メガカリオン執行役員 経営企画・事業開発部長の佐溝氏は、まず輸血医療の課題を挙げられました。100年来、輸血医療は大きく変わっておらず、その原材料は全て善意の献血に委ねられており、特に我が国においては少子高齢化が進むにつれて、血液製剤の需給バランスに影響を及ぶことが懸念されている。血小板については年間約80万回が必要とされており、その有効期限も4日間と短い。メガカリオンは、ヒトiPS細胞から血小板を製造する技術を有しており、献血に依存しない安定的且つ安心・安全な供給を実現したい、と話されました。技術的には、血小板を産生する巨核球細胞を不死化させることで半永久的な保存が可能となり、これを中間在庫的な位置づけとした安定生産が実現でき、一方、血小板はそもそも無核細胞であることに加えてX線照射によってiPS細胞由来であることに伴うがん化のリスクを排除することができるので、優位性があると解説されました。製造プロセスの開発は、自社のみでは具現化することは難しく、要素技術をもつアカデミアや企業と連携した「コンソーシアム」をコンセプトとして取り組んでいるということでした。

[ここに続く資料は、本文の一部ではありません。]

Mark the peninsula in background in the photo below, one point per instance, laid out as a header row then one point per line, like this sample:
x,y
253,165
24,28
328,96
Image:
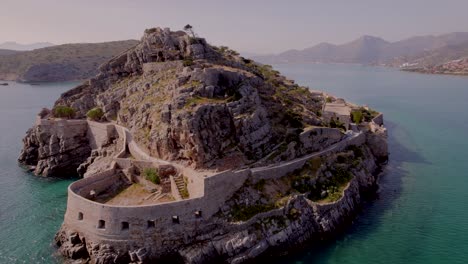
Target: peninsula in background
x,y
446,53
59,63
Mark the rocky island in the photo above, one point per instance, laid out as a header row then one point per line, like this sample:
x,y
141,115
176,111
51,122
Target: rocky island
x,y
190,153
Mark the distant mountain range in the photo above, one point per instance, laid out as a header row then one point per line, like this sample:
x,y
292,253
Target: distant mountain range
x,y
10,45
374,50
59,63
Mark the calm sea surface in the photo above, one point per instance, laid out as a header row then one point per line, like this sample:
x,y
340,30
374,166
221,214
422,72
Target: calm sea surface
x,y
421,215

バイオベンチャーの醍醐味 ~パネルディスカッション~

ベンチャーには「人・モノ・金」が必要だと言われます。その中で「人」に焦点を当ててパネルディスカッションが展開されました。澤邉氏より登壇者一人一人へ、「自身がベンチャーを選んだ理由」「大企業に勤めることとベンチャーに勤めることの違い」などの質問が投げかけられました。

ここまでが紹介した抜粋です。